In the wild, the swift fox usually lives 3–6 years, but may live up to 14 years in captivity. It is primarily nocturnal, spending only evenings and nighttime above ground in the summer. Daytime activities are usually confined to the den, but it has been known to spend the warm midday period above ground during the winter. Due to the harsh winter conditions where the swift fox can be found, there is an increase in mortality rates. The swift fox is more heavily dependent on its den than most North American canids, using them as shelter from predators. These dens are usually burrows that are two to four meters in length. It has been known to run very fast, at speeds of over 50 km/h. or up to 60 km/h The coyote is the swift fox's main predator, but at times chooses not to consume the swift fox, killing it more often as competition than as prey. Other predators include the American badger, golden eagle, and bobcat. It is also vulnerable to trapping and poisoning, as well as death on highways.

===Reproduction===
Swift foxes are a socially monogamous species, although multiple breeding strategies have been observed. The adult swift fox's breeding season varies with region. In the southern United States, it mates between December and February with pups born in March and early April, while in Canada, the breeding season begins in March, and pups are born in mid-May. The male swift fox matures and may mate at one year, while the female usually waits until her second year before breeding. Adults live in pairs, and although some individuals mate for life, others choose different partners each year. Gestation takes around 51 days, and four to five kits are born.

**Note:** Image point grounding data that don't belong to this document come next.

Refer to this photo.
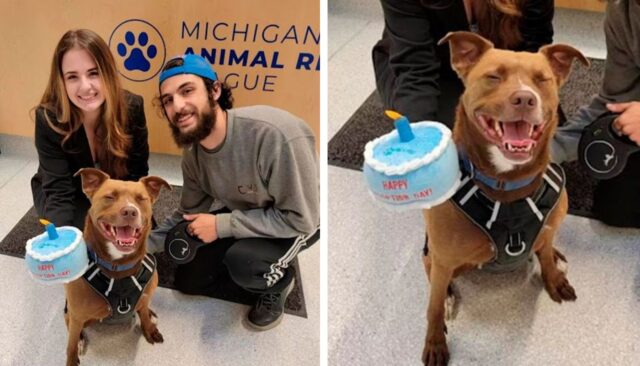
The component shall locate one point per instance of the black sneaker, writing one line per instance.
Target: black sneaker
(269, 309)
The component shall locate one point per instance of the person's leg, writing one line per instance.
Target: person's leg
(199, 276)
(261, 265)
(616, 201)
(385, 79)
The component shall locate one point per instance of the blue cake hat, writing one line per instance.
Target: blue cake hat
(59, 255)
(193, 64)
(414, 166)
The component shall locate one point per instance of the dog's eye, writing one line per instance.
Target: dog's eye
(542, 79)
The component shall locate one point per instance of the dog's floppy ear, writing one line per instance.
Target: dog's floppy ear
(92, 179)
(560, 57)
(154, 185)
(466, 49)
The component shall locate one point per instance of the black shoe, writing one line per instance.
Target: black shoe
(269, 309)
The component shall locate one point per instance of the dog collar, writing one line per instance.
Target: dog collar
(108, 265)
(495, 184)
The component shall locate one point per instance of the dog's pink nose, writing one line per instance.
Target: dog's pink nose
(523, 99)
(129, 211)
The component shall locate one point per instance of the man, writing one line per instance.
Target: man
(250, 188)
(616, 201)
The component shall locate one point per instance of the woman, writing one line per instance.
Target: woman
(414, 75)
(616, 201)
(85, 119)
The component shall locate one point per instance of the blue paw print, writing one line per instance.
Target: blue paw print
(137, 59)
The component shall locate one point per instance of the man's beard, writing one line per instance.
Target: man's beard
(206, 122)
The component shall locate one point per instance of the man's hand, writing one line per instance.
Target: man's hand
(203, 226)
(629, 120)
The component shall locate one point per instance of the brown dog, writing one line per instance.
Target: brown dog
(504, 121)
(116, 230)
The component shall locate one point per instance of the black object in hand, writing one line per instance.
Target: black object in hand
(180, 245)
(602, 150)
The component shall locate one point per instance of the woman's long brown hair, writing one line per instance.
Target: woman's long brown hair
(111, 140)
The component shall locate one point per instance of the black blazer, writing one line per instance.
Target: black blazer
(57, 195)
(412, 71)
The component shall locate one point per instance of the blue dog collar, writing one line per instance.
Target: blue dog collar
(495, 184)
(193, 64)
(108, 265)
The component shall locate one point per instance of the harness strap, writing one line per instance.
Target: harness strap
(121, 294)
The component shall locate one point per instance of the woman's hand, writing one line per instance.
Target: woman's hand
(629, 120)
(203, 226)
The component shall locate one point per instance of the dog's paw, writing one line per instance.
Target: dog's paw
(153, 317)
(154, 336)
(450, 304)
(435, 353)
(74, 361)
(561, 262)
(561, 290)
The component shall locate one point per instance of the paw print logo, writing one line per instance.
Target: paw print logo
(138, 48)
(137, 59)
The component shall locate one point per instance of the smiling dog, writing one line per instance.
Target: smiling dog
(121, 277)
(511, 200)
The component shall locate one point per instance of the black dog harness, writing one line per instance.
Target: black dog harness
(122, 294)
(512, 227)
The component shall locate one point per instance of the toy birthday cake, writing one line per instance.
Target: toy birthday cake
(414, 166)
(59, 255)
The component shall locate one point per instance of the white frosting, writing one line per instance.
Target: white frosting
(51, 256)
(411, 164)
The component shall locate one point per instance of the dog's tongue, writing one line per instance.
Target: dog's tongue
(124, 232)
(516, 132)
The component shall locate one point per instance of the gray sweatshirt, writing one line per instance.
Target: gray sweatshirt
(621, 76)
(265, 172)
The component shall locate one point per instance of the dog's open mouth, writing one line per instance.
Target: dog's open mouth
(516, 139)
(123, 237)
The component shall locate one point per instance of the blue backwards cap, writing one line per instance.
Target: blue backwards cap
(193, 64)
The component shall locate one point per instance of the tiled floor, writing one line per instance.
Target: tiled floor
(377, 287)
(197, 330)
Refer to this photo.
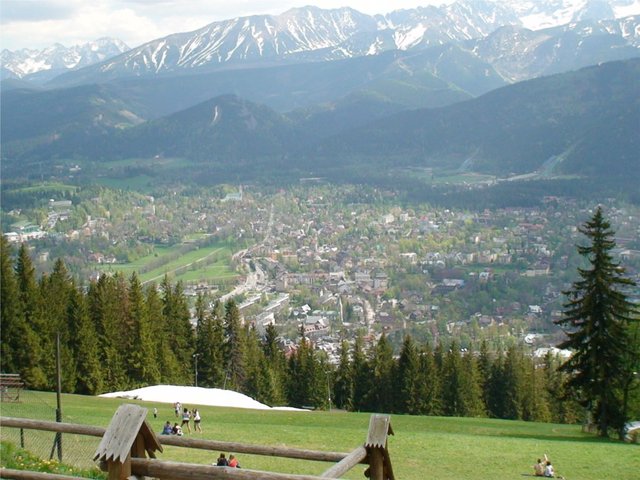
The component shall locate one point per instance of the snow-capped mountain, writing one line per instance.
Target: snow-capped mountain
(57, 59)
(542, 14)
(314, 34)
(518, 53)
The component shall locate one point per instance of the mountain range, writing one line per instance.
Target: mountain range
(476, 86)
(311, 34)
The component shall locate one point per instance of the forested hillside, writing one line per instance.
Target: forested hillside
(117, 335)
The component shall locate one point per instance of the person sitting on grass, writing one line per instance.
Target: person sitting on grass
(167, 430)
(538, 469)
(548, 471)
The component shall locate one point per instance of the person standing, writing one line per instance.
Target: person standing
(233, 461)
(186, 418)
(196, 421)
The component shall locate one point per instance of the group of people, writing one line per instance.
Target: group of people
(187, 416)
(544, 468)
(232, 461)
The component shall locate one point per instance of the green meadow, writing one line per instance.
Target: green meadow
(196, 263)
(441, 448)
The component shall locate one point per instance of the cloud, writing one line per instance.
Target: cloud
(41, 23)
(36, 10)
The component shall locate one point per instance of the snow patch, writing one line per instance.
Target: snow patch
(193, 396)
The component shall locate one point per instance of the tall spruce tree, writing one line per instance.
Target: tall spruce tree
(167, 361)
(595, 318)
(103, 300)
(343, 379)
(31, 355)
(383, 369)
(142, 363)
(234, 352)
(409, 397)
(19, 345)
(84, 346)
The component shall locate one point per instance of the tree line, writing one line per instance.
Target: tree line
(116, 335)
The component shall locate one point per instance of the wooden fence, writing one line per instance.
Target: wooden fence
(10, 387)
(129, 440)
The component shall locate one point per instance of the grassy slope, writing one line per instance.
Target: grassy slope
(422, 447)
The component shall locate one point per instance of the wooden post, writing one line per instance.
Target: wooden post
(376, 445)
(128, 436)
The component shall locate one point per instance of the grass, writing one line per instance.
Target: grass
(219, 270)
(20, 459)
(441, 448)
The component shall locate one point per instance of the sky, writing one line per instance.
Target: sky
(41, 23)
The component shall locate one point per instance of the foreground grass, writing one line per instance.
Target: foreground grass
(423, 447)
(20, 459)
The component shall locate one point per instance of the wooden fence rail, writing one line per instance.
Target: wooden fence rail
(176, 441)
(129, 439)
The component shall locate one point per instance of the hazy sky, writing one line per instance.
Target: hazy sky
(41, 23)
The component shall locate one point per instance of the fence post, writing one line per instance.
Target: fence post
(376, 445)
(128, 435)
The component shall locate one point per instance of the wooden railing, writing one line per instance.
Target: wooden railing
(124, 444)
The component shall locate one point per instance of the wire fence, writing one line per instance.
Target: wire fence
(71, 449)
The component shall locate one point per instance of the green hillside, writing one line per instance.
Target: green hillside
(422, 447)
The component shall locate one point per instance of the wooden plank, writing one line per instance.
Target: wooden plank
(285, 452)
(121, 434)
(48, 426)
(213, 445)
(346, 464)
(379, 429)
(29, 475)
(376, 464)
(388, 468)
(188, 471)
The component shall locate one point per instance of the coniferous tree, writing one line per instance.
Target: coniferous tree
(141, 359)
(563, 408)
(276, 363)
(429, 383)
(631, 379)
(202, 362)
(31, 359)
(84, 346)
(19, 347)
(362, 378)
(484, 372)
(343, 380)
(103, 309)
(383, 369)
(473, 405)
(257, 380)
(596, 315)
(178, 324)
(167, 363)
(535, 407)
(513, 384)
(55, 290)
(409, 397)
(496, 386)
(234, 353)
(452, 383)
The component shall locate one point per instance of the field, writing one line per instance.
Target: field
(190, 266)
(422, 447)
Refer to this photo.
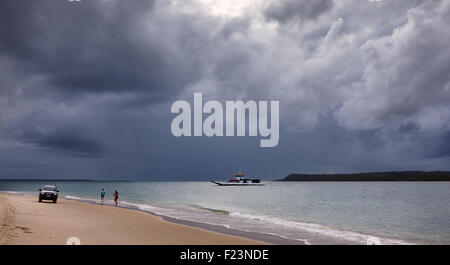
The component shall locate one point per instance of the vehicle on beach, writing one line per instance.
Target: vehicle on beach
(48, 192)
(240, 180)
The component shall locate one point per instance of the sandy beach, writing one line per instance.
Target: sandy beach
(26, 221)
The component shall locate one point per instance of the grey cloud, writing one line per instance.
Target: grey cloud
(362, 85)
(283, 11)
(95, 47)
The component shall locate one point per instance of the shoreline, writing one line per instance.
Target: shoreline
(25, 221)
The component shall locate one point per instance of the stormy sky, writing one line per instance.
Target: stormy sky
(86, 87)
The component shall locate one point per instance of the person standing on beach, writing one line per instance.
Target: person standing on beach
(102, 195)
(116, 196)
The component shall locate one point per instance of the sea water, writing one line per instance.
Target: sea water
(309, 212)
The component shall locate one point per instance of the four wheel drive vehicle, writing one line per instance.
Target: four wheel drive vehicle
(48, 192)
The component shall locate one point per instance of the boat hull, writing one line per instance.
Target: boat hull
(223, 183)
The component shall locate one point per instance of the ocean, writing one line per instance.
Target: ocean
(303, 212)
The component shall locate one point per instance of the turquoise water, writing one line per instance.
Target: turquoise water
(381, 212)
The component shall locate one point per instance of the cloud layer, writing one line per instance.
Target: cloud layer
(91, 82)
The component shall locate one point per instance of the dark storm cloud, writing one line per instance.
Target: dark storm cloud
(71, 143)
(362, 85)
(94, 47)
(286, 10)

The swift fox only has one litter annually, but may occupy up to thirteen dens in one year, moving because prey is scarce or because skin parasites build up inside the den. Sometimes it makes other burrows from other bigger animals, even though it is completely capable of digging one on its own. Pups are born in the den and typically remain there for approximately one month. A newborn pup's eyes and ears remain closed for ten to fifteen days, leaving it dependent on the mother for food and protection during this time. It is usually weaned around six or seven weeks old and remains with its parents until fall. Recent research has shown that social organization in the swift fox is unusual among canids, since it is based on the females. Females maintain territories at all times, but males emigrate if the resident female is killed or removed.

===Diet===
Like most foxes, the swift fox is an omnivore. Rabbits, mice, ground squirrels, birds, insects, other arthropods, lizards, amphibians, fish and eggs are staples. Grasses and fruits round out its diet. However, like any efficient forager, the swift fox takes advantage of seasonal foods. During the summer, adults eat large amounts of insects, including beetles and grasshoppers, and feed their young with larger prey items. Deer and other carrion killed by other animals may also be important food sources.